/RepoPal

An approach that can effectively detect similar repositories on GitHub.

Primary LanguageJava

RepoPal

An approach that can effectively detect similar repositories on GitHub, based on additional data sources including GitHub stars and readme files.

This approach is been compared to CLAN implemented on GitHub, which can be found here:https://github.com/Qualia-Li/CLANOnGitHub.

This repository is just the Star Relevance Calculator component, not the whole system.

For more information about the research on Detecting Similar Repositories on GitHub, please visit http://www.liquanlai.com/blog/?p=195.

##Heuristics

  1. Projects that are starred by the same users within a short period of time are likely to be similar with one another.
  2. Projects whose readme files contain similar contents are likely to be similar with one another.

##Features

  1. We propose two new heuristics to identify similar repositories on GitHub which leverage two data sources not considered in prior works - i.e., GitHub star and readme files.
  2. We integrate these two heuristics in a tool RepoPal. Different from previous approaches that are language specific and dependent on source code, our approach can detect applications written in different programming languages.

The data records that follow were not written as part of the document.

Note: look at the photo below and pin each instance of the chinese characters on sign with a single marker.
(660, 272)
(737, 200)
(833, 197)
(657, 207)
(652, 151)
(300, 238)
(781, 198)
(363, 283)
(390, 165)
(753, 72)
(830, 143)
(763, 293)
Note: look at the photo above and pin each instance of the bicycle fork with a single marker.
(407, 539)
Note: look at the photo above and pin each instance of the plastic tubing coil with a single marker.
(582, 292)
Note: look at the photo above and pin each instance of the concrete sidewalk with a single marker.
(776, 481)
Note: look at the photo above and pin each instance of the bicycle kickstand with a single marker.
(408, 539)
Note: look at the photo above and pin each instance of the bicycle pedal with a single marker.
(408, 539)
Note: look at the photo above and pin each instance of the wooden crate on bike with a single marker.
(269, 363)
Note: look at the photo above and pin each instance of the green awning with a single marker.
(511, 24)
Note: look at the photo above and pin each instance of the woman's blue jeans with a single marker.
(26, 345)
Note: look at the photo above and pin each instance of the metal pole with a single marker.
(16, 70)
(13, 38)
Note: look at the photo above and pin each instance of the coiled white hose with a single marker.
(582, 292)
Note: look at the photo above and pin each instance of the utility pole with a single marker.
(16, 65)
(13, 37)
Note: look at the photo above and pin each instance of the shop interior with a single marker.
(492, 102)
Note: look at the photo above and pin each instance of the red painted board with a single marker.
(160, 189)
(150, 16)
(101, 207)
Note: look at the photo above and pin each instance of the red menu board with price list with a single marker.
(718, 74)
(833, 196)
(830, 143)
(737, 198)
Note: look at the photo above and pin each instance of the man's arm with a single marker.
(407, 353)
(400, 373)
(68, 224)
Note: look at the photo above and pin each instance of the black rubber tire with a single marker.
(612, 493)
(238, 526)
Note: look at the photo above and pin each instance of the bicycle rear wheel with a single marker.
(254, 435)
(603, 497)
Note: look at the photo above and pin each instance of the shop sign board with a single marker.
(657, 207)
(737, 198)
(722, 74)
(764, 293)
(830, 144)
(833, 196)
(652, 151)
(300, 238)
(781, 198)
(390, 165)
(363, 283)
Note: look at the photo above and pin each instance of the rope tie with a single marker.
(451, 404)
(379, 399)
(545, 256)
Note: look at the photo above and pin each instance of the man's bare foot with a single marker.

##Star Relevance This component leverages the GitHub stars to rank repositories. Intuitively, two repositories that are starred at a similar period of time by many people are likely to be similar together.

The star-based relevance score is calculated as the sum of the reciprocals of the adjusted time differences. In this way, for two repositories, when the time difference between their two stars is smaller, the reciprocal becomes larger, and therefore the relevance is higher. When there are more users starring the two repositories together, the relevance score will also be higher.